Yesterday was like a day at the museum, actually more like a day in the basement of the museum. See, after 21 years in this house we are finally replacing the carpeting upstairs. In order to do so, we have to clean out five closets. They are as follows:

Study closet—the place where the archives of our entire lives can be found, including the paperwork from every trip we’ve taken, every lesson plan Pam produced during her teaching career as well as every single document produced during her 13 years of working in Children’s Church at Grove Avenue Baptist Church.

Toy closet—every Halloween costume our kids ever wore, every Discovery Toys game they ever played, two armored divisions of army men, every Disney VHS movie ever made, the obligatory slinkie, American Girl paraphernalia, every CD of every choir concert either of our kids ever performed in.

Patrick’s closet—you just don’t want to know.

Kaitlin’s closet—what you would expect to find in a closet shared by Anne of Green Gables and the Baby-Sitter’s Club President.

Our closet—the only one of the five being used daily so the only one not a complete disaster.

By the end of the day, I had hauled four absurdly heavy giant contractor-sized black garbage bags outside to the garbage, made one trip to Hope Thrift with a car full of donations, and dumped $92.52 worth of coins into The Coin Machine at Publix’s.

Along the way, Pam would take photographs of items she either didn’t recognize or was unsure what to do with. We have caught grief from our adult children in the past for previous purges, and were taking no chances this time around. So Pam would hand me something and say, “Hold this!” Then she would take a picture and send it to the kids. Here are two such photographs:



My daughter laughed at one of these and replied...Dad’s face!!! Hahahahaha...

I fail to see the humor.

Along the way, we found our Passports, which was nice. Also, I stumbled across a sizable stack of short stories, forty year old journal entries, and a shocking amount of poetry with my name listed as the author...very little of which I remember writing. Several times, I found Pam sitting on the floor cross-legged amidst a pile of papers, lost in thought and close to tears. At the end of the day, as we sat in a booth at Casa Grande eating supper at 8 o’clock, we both were lost in thought at the trail of years we had just plowed through. It was the smallest artifacts which prompted the strongest feelings...finding Patrick’s Boy Scout troop badge, the three ring binder Pam put together for Kaitlin’s college search trip, and these two hand made treasures... 



This was how she spent her weekends leading up to the arrival of our two kids, back when cross-stitching was a thing. 

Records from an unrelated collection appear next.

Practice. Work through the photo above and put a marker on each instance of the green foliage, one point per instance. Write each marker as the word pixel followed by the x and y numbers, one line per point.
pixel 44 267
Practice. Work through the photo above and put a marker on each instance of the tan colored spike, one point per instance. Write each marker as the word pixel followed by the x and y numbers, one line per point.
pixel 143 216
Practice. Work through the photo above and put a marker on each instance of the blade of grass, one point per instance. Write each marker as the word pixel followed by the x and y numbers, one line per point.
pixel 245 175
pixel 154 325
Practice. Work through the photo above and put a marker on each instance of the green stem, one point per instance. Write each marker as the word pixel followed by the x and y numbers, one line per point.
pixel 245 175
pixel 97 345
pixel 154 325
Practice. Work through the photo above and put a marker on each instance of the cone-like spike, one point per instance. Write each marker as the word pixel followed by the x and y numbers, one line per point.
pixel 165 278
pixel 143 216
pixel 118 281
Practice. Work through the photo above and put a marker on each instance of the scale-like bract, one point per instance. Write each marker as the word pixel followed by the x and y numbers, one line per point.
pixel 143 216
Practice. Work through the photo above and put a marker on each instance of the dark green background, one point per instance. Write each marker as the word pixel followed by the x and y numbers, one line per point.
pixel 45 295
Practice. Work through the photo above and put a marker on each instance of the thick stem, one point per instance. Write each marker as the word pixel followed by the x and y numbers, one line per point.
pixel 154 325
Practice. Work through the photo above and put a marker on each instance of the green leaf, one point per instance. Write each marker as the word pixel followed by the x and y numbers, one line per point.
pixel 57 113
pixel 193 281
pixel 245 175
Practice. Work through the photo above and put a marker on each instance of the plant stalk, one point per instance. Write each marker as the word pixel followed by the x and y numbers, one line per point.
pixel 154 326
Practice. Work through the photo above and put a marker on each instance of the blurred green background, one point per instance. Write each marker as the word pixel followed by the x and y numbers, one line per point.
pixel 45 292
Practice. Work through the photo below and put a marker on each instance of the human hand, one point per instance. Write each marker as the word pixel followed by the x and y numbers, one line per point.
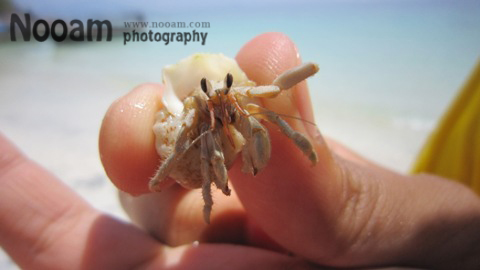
pixel 345 211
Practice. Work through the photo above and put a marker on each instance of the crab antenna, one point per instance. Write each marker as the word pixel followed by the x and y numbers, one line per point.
pixel 203 84
pixel 228 82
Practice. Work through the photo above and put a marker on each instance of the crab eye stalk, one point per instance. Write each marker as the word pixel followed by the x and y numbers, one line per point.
pixel 228 82
pixel 203 84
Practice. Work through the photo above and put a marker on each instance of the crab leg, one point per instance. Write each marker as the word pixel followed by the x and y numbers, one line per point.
pixel 284 81
pixel 206 184
pixel 300 141
pixel 256 151
pixel 181 145
pixel 218 164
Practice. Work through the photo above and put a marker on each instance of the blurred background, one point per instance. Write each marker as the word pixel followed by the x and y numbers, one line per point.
pixel 388 70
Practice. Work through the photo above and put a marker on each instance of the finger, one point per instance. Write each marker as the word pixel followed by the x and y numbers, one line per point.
pixel 267 56
pixel 128 154
pixel 340 212
pixel 222 256
pixel 127 142
pixel 44 225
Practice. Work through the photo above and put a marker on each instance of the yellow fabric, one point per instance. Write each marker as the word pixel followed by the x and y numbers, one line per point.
pixel 453 150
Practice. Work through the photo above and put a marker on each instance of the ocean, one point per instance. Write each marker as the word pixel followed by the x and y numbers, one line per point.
pixel 388 71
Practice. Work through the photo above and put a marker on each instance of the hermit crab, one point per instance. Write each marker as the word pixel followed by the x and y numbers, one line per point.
pixel 210 115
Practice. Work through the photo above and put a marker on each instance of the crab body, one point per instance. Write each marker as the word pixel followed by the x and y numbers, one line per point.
pixel 208 120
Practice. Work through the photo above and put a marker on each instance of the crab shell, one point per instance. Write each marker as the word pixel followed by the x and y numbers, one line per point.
pixel 181 80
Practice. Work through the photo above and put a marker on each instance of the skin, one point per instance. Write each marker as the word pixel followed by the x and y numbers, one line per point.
pixel 344 212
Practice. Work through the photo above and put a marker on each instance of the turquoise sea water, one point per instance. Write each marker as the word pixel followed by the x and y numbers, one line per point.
pixel 388 71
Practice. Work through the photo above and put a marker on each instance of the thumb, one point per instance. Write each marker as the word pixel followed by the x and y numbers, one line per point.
pixel 345 212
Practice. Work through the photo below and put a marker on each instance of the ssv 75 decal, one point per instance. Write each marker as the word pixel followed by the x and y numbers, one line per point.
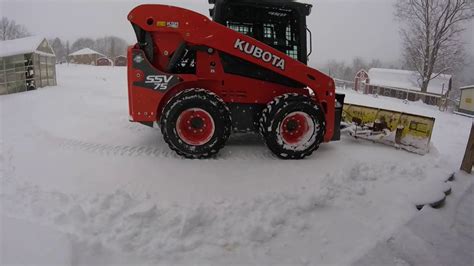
pixel 159 81
pixel 259 53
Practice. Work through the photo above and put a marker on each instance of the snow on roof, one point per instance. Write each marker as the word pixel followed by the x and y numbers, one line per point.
pixel 85 51
pixel 20 46
pixel 409 80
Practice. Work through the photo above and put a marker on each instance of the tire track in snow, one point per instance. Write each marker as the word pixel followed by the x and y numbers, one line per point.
pixel 153 150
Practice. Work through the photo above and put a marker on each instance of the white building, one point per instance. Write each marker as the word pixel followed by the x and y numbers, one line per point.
pixel 405 85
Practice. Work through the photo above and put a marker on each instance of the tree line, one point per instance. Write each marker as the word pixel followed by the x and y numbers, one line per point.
pixel 431 34
pixel 110 46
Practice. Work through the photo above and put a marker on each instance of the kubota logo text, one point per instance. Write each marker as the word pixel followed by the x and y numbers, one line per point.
pixel 259 53
pixel 160 81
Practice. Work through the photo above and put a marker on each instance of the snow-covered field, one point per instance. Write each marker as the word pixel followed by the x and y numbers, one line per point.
pixel 78 176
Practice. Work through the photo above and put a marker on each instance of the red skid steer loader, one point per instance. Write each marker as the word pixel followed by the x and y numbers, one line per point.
pixel 244 70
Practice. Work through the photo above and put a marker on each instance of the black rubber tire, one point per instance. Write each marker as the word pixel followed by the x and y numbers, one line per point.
pixel 275 112
pixel 196 98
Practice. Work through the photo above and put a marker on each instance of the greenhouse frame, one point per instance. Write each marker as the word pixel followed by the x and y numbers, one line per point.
pixel 26 64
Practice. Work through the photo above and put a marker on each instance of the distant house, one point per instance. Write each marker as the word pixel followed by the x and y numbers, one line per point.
pixel 466 105
pixel 104 61
pixel 120 61
pixel 403 84
pixel 26 64
pixel 85 56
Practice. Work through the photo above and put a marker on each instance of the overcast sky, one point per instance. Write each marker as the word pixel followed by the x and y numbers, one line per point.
pixel 342 29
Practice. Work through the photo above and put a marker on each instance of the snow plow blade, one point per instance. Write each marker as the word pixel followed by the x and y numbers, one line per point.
pixel 401 130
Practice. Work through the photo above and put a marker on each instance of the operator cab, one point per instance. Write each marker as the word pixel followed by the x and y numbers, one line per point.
pixel 278 23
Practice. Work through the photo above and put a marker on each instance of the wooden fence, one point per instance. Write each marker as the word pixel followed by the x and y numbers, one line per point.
pixel 468 160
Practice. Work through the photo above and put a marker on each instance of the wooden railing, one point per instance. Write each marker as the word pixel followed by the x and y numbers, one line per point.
pixel 468 160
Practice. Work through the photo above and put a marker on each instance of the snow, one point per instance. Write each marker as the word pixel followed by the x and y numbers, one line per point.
pixel 73 164
pixel 85 51
pixel 409 80
pixel 20 46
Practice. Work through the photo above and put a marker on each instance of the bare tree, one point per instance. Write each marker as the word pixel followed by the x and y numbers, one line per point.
pixel 432 32
pixel 59 49
pixel 9 30
pixel 111 46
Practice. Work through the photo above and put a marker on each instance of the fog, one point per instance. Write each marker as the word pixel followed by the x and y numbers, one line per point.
pixel 342 29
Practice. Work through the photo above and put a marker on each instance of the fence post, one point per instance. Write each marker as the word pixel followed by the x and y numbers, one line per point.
pixel 468 160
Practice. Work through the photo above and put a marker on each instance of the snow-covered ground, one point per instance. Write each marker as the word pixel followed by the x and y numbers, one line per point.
pixel 107 191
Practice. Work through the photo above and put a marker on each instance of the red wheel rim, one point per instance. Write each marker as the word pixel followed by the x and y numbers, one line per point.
pixel 195 126
pixel 297 129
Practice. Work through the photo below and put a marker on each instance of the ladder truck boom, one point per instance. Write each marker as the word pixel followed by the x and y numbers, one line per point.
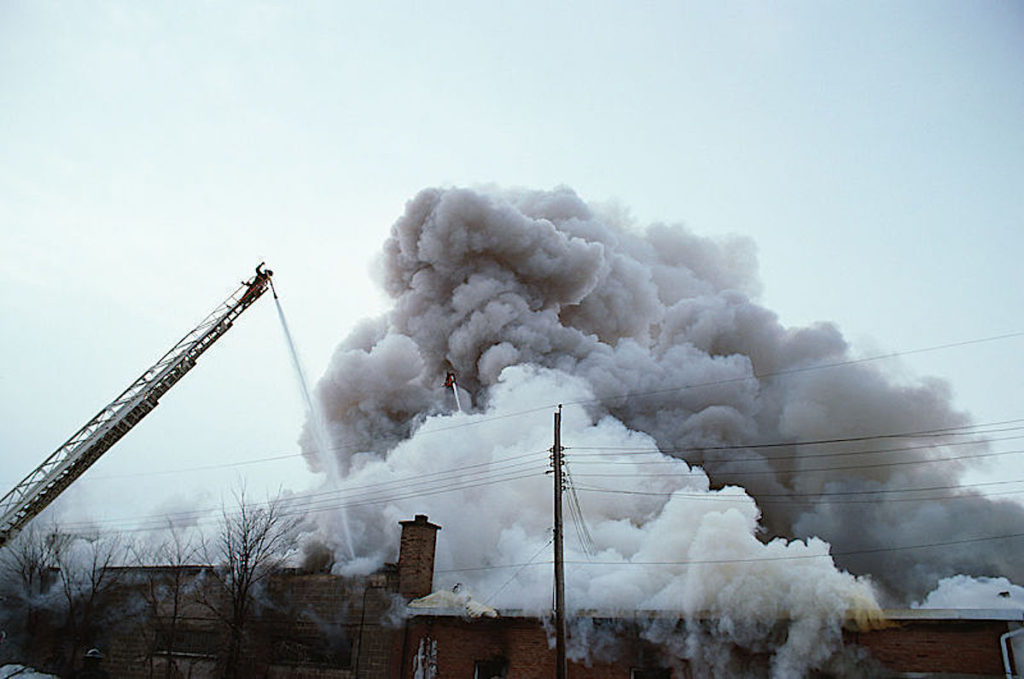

Over tacos we thought about our lives together, what a whirlwind it has been. Where in the world did we get the energy to make it through Little League, choir concerts, field days, back yard Bible Clubs, ski trips, summer camps? And that’s just the pathos produced by TWO CLOSETS!!

Here’s the advantage of finding, loving, and holding on to one another for 36 years. On a cold night in February 2020, we can smile across the table at each other and silently know that it’s been a good life, one that we wouldn’t trade for anything.